UCSC alum helps guide Mars rover Curiosity to successful landing

steve collins at JPL

Steve Collins waits during the "seven minutes of terror" as the rover approaches the surface of mars. (AP Photo/Brian van der Brug, Pool)

UC Santa Cruz alumnus Steve Collins was featured in news coverage of the dramatic landing of NASA's robotic explorer Curiosity on the surface of Mars on Sunday, August 5.

An Associated Press photo shows a tense-looking Collins waiting during the "seven minutes of terror" as the rover approached the surface of Mars. As Curiosity's attitude control subsystem engineer, Collins was inside the Spaceflight Operations Facility at the Jet Propulsion Laboratory in Pasadena during the landing. NASA's Mars Science Laboratory Curiosity is equipped with a nuclear-powered lab capable of vaporizing rocks, ingesting soil, and measuring habitability.

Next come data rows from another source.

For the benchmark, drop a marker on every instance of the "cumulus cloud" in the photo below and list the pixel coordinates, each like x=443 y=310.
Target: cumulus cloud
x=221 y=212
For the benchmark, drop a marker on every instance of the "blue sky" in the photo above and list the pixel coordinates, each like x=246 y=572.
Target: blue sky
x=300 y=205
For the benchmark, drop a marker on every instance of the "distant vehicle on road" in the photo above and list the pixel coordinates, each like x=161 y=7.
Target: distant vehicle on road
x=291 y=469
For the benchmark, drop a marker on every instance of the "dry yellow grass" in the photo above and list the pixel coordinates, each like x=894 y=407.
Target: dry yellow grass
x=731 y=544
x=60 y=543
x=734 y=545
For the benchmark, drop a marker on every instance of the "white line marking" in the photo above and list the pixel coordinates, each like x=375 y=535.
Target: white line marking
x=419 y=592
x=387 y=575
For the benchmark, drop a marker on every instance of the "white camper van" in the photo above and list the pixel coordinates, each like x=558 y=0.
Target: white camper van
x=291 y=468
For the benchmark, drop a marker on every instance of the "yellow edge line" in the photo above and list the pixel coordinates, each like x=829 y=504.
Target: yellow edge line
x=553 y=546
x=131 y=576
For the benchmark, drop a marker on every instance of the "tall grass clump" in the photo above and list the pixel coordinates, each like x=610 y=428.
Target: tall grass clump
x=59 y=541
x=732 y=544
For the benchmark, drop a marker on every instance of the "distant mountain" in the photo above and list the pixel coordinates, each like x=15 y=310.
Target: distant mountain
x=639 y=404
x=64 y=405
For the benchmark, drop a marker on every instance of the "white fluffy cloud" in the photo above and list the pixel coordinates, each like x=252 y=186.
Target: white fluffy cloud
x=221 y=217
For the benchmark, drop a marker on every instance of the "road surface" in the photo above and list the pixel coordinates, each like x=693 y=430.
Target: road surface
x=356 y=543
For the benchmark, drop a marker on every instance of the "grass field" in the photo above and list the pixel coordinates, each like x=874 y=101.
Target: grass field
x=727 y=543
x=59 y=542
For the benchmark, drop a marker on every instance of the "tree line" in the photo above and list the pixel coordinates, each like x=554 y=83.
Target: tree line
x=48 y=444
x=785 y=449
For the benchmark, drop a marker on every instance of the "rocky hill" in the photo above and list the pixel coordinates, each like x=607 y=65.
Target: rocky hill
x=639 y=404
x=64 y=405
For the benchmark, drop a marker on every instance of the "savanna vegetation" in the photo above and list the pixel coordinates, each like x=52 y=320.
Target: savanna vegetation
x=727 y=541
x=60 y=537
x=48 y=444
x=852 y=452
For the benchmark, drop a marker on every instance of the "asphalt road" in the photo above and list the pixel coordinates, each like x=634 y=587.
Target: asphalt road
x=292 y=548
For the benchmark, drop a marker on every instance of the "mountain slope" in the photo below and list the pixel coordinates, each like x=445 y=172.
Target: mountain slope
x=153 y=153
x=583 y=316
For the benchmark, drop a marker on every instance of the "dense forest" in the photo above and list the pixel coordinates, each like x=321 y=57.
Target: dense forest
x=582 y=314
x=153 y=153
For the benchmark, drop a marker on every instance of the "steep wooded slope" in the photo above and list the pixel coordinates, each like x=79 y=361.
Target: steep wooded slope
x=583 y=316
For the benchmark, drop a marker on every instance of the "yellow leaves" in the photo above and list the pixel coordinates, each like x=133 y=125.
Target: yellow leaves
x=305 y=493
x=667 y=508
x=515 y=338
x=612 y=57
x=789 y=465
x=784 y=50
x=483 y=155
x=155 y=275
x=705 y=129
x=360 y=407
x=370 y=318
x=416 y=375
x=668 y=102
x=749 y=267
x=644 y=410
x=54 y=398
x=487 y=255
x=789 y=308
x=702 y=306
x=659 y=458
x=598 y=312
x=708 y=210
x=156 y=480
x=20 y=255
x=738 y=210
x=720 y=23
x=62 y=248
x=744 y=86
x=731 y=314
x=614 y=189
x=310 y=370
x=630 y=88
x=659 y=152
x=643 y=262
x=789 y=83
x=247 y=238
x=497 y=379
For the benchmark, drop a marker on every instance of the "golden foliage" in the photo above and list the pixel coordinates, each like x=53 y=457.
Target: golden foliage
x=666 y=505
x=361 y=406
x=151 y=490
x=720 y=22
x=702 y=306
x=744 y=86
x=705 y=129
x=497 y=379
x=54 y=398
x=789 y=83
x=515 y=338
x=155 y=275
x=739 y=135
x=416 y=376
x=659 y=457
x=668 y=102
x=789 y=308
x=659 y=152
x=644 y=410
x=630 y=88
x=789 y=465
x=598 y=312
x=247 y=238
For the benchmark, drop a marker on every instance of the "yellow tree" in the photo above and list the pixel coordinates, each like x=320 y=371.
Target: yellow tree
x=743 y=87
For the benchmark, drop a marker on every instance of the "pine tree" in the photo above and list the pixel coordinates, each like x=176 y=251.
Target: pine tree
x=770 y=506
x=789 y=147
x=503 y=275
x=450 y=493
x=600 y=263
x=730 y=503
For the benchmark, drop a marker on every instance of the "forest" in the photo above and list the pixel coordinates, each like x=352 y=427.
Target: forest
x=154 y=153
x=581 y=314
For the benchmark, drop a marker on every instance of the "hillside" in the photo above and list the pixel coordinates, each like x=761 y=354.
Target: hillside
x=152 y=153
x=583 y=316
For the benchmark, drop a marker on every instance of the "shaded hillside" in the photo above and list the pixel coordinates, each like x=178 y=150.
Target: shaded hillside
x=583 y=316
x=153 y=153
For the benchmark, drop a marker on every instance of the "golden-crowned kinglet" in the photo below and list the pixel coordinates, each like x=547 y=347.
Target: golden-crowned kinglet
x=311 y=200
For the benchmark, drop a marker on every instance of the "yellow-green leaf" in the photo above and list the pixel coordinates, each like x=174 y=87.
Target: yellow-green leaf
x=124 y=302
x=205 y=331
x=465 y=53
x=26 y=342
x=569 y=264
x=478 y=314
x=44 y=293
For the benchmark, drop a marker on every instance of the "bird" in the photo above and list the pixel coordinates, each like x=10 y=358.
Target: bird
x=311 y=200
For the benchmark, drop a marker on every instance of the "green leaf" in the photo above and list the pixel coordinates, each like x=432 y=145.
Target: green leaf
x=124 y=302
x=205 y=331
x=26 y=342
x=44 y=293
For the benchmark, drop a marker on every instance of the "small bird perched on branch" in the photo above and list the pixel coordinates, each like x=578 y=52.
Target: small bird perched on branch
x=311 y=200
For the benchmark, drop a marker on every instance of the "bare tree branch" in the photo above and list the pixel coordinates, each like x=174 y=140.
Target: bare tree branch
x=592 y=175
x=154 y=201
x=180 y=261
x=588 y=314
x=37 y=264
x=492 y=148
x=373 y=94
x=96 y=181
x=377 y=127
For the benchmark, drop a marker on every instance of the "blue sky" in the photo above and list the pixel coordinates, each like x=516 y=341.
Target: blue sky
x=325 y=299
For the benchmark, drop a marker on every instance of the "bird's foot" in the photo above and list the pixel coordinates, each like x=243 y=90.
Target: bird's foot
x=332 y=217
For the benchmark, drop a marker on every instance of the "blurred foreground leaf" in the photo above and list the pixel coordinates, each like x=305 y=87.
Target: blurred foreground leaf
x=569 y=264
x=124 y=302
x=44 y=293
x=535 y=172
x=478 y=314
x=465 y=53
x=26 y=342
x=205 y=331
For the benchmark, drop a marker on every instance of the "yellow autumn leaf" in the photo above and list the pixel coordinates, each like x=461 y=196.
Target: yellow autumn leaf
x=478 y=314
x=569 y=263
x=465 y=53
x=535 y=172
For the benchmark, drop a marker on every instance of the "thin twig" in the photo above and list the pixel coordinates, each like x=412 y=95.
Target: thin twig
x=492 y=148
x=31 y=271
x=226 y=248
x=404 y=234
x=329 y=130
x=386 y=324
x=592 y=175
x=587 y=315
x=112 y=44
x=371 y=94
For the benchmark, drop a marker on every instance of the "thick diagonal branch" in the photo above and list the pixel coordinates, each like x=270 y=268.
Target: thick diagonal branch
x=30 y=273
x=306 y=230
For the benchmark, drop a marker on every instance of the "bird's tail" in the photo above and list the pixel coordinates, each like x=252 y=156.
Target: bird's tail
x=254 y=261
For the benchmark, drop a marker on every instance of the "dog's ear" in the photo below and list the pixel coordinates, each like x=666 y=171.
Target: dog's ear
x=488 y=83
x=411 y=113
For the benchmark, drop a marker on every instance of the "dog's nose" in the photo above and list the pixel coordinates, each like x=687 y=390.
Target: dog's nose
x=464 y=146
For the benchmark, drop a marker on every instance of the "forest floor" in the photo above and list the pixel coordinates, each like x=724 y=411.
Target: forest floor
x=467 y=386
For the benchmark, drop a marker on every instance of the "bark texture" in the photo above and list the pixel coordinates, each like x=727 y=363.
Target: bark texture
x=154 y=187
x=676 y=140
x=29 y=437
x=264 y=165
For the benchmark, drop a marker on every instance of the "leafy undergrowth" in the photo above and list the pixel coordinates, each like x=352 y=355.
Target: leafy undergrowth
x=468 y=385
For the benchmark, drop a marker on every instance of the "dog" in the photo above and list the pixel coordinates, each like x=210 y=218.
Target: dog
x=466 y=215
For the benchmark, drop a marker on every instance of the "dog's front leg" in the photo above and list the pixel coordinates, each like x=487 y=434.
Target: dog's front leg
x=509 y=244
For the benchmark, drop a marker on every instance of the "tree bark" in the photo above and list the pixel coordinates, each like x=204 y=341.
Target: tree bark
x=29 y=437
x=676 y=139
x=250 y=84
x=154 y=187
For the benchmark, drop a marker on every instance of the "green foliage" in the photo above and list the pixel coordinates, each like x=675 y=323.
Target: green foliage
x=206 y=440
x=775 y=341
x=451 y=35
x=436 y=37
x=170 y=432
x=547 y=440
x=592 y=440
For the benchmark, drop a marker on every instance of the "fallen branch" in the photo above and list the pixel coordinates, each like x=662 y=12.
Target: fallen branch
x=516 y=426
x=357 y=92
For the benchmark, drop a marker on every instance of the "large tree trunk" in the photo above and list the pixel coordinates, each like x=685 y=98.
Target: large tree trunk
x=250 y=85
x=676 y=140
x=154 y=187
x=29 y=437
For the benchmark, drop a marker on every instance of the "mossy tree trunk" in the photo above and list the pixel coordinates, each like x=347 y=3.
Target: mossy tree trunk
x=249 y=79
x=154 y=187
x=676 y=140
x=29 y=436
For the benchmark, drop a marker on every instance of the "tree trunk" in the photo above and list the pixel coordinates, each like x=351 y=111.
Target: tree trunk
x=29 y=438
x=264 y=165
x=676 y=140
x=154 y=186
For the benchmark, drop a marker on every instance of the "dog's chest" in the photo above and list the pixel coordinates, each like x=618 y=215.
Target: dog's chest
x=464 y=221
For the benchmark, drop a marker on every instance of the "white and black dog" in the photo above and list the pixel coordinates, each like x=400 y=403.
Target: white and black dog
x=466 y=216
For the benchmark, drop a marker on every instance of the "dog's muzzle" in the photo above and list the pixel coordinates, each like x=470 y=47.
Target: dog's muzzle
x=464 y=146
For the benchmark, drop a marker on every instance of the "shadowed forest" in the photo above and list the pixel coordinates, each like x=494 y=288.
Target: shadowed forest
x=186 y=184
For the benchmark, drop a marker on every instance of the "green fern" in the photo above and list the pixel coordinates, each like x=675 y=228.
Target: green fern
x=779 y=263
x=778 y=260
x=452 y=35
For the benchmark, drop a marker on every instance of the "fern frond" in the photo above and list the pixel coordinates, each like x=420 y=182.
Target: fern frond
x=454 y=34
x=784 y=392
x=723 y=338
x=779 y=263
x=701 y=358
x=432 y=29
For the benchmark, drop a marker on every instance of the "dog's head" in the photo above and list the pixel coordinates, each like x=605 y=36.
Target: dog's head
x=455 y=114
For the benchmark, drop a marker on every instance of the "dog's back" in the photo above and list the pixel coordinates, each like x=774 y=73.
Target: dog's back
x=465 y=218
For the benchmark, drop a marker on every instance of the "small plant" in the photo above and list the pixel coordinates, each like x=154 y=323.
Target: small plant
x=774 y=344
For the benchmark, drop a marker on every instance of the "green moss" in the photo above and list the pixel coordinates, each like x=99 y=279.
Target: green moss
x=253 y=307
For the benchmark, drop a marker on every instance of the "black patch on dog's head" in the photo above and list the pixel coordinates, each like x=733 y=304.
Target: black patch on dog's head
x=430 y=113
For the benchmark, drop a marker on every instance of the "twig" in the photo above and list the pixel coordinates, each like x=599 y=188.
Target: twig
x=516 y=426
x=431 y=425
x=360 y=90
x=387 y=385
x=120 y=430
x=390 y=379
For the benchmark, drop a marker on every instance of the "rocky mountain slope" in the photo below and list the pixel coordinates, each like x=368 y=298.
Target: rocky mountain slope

At UC Santa Cruz, Collins (Porter, '85) earned bachelor's degrees in both physics and theater arts. In addition to his work at the Jet Propulsion Laboratory, which he joined in 1992, he has acted in local theater productions and plays the theremin in a rock band called Artichoke, known for its two-CD set of pop songs about scientists ("26 Scientists: Volume 1, Anning to Malthus; Volume 2, Newton to Zeno").